= Clancy Newman =

American cellist and composer (born 1977)

Clancy Newman (born 1977) is an American cellist and composer. In 2001 he won first place in the International Naumburg Competition, and in 2004 he received an Avery Fisher Career Grant.

==Early life==
Newman was born in Albany NY in 1977, to Australian parents. At six he began taking cello lessons, and at 12 he received his first significant public recognition when he won a gold medal at the Dandenong Festival in Australia, open to ages twenty-four and under. Newman went on to attend the Columbia-Juilliard combined program, receiving a BA in English from Columbia and a Masters in Music from Juilliard. His teachers at Juilliard were Joel Krosnick and Harvey Shapiro.

==Solo work==
In 2001, Newman won first place in the International Naumburg Competition, and as a result he played a recital in Alice Tully Hall. The recital included the world premiere of Kenji Bunch's "Broken Music", which the Naumburg Foundation commissioned. In 2004, he was the recipient of an Avery Fisher Career Grant. His performance of his composition, "The Pizzicato Piece", was featured on A&E's "Breakfast With the Arts".

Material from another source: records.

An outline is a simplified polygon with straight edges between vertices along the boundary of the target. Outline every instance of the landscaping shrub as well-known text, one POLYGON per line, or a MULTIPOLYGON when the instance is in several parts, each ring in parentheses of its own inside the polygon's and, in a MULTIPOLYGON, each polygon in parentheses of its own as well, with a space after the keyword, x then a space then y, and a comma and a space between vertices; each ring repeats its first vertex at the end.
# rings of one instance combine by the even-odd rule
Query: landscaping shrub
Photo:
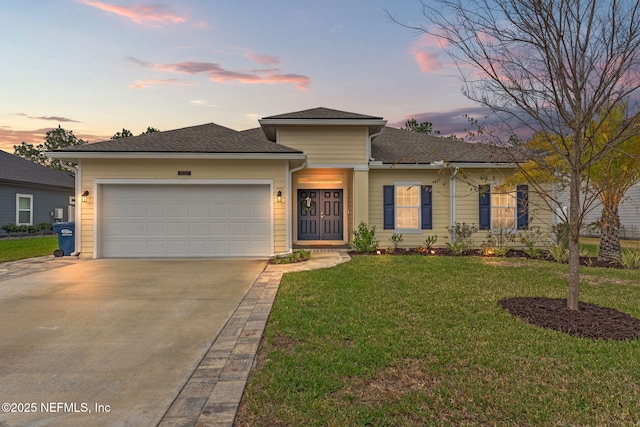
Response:
POLYGON ((356 252, 373 252, 378 250, 380 240, 376 239, 376 226, 369 227, 366 222, 361 221, 358 227, 352 232, 353 239, 351 247, 356 252))
POLYGON ((478 227, 475 224, 467 224, 465 222, 456 224, 452 227, 448 227, 449 234, 453 235, 453 243, 447 242, 447 248, 456 255, 461 255, 471 245, 473 245, 473 233, 478 231, 478 227))
POLYGON ((637 249, 622 249, 620 256, 616 257, 616 261, 623 268, 638 270, 640 269, 640 251, 637 249))

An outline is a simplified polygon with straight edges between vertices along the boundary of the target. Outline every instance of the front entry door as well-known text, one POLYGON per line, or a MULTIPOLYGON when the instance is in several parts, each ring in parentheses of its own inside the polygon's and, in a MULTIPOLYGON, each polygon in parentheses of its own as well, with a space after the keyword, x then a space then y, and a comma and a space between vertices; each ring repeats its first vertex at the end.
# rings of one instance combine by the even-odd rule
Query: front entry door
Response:
POLYGON ((342 190, 298 190, 298 240, 342 240, 342 190))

Newman has performed as soloist in Australia, Asia, and Europe, as well as throughout the United States. He has soloed with such orchestras as the National Symphony, Jacksonville Symphony, Hartford Symphony, Richmond Symphony, Santa Fe Symphony, and North Carolina Symphony, in such halls as Alice Tully, Avery Fisher, Weill, Merkin, Jordan Hall, the Kennedy Center, the Kimmel Center, and Herbst Theatre.

==Chamber music==
Clancy Newman has attended the Marlboro Music Festival and has been a member of the Chamber Music Society II of Lincoln Center. He is currently a member of the Chicago Chamber Musicians and the Clarosa piano quartet, and a former member of the Weiss-Kaplan-Newman trio (with pianist Yael Weiss and violinist Mark Kaplan).

==Composing==
Newman has maintained an interest in composition since early childhood, and the bulk of his output has been for chamber music and cello solo. He has been a featured composer on the Chamber Music Society of Lincoln Center's "Double Exposure" series and the Chicago Chamber Musicians' "Composer Perspectives" series, and has received commissions from Astral Artists, the Barnett Foundation, the Carpe Diem String Quartet, the Weiss-Kaplan-Newman trio, and the Silo Collective, among others. His Juxt-Opposition is available on a CD of new American music by the Weiss-Kaplan-Newman trio, alongside those of Paul Schoenfield, Lera Auerbach, and Chen Yi.

His new piano quintet, Cherry Blossom Fantasy, commissioned by the Ryuji Ueno Foundation, will be premiered at the opening ceremony of the 2019 National Cherry Blossom Festival in Washington DC.

=="Pop-Unpopped" project==
From October 2014 until May 2016, Newman did a project that he called "Pop-Unpopped". This involved writing a solo cello caprice inspired by whatever song was number 1 on the US billboard charts on the first of each month, which he would then learn and post a video of himself playing at the end of the month. In this fashion, he wrote caprices based on songs by Ed Sheeran, Meghan Trainor, Taylor Swift and many others. The project ultimately led to extremely innovative new ways of playing the cello, including fingering with the right hand, plucking behind the finger, extensive col legno, bowing behind the bridge, and drumming.

==The Golden Ratio Method==
In 2007, Newman devised a new method of composing based on the way some types of trees grow new branches using the golden ratio. Some notable compositions he wrote using this method include Juxt-Opposition (piano trio), From Method to Madness (cello and piano), and Palindromicanon (two cellos). In 2019, he released the first of a series of lecture videos explaining how this method works, and he has appeared as a guest lecturer at various schools and institutions talking about this method.